A router receiving a request from the first building device, identifying a destination of the received request, and routing to the controller in charge of the confirmed destination;

A second controller that receives the request from the router and interprets and sends the request; And

A gateway for converting the request received from the second controller into the second non-backnet protocol and transmitting the converted request to the third building device.
The device of claim 10, wherein the virtual standard support device comprises:

A gateway for converting and transmitting a request received from the second building device into a backnet protocol;

A router that receives a request converted from the gateway to the backnet protocol, identifies a destination of the received request, and routes it to a controller in charge of the confirmed destination; And

And a second controller for receiving the request from the router, interpreting the request, and transmitting the request.

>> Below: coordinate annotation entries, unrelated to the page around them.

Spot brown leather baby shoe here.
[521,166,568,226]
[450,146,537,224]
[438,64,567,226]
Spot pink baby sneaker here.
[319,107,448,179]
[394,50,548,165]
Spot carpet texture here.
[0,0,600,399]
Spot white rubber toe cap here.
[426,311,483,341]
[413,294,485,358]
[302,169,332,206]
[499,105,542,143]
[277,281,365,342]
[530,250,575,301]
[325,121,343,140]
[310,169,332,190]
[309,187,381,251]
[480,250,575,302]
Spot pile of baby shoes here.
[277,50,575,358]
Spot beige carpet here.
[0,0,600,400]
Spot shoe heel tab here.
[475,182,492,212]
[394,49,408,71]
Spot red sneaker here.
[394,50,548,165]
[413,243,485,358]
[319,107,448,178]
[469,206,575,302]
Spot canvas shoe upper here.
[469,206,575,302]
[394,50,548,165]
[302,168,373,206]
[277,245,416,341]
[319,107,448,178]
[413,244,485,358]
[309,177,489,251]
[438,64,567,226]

And the gateway converts a request received from the second controller into a second non-bannet protocol and sends the converted request to a third building device.
The method of claim 12, wherein the gateway receives the processed response from the third building device, converts the response to the backnet protocol, and sends the converted response to the second controller,

The second controller requests routing for the response to the router;

The router routes the response to the first controller,

The first controller transmits the received response to the gateway,

The gateway converts the response into the first non-backnet protocol and transmits the response to the second building device.
Receiving a request from a first building device in communication using a BACnet protocol;

Confirming the destination of the request to perform routing;

Sending the request to a gateway to process the request; And

And converting the request into a non-backnet protocol and sending it to a second building device that communicates using the non-baeknet protocol.
The method of claim 14,

Receiving a processed response from the second building device;

Converting the received response to the backnet protocol; And

And sending the response converted to the backnet protocol to the first building device.
Receiving a request from a first building device in communication using a first BACnet protocol;

Converting the first non-backnet protocol to a backnet protocol;

Confirming the destination of the request converted to the backnet protocol and performing routing;

Sending the request to a gateway to process the request;

Converting the request to a second non-bagnet protocol and sending it to a second building device in communication using the second non-bagnet protocol.
The method of claim 16,

Receiving a processed response from the second building device;

Converting the received response to the backnet protocol;

Confirming the destination of the response converted to the backnet protocol and performing routing;

Sending the response to the gateway to process the response; And

And converting the response into the first non-backnet protocol and transmitting the response to the first building device.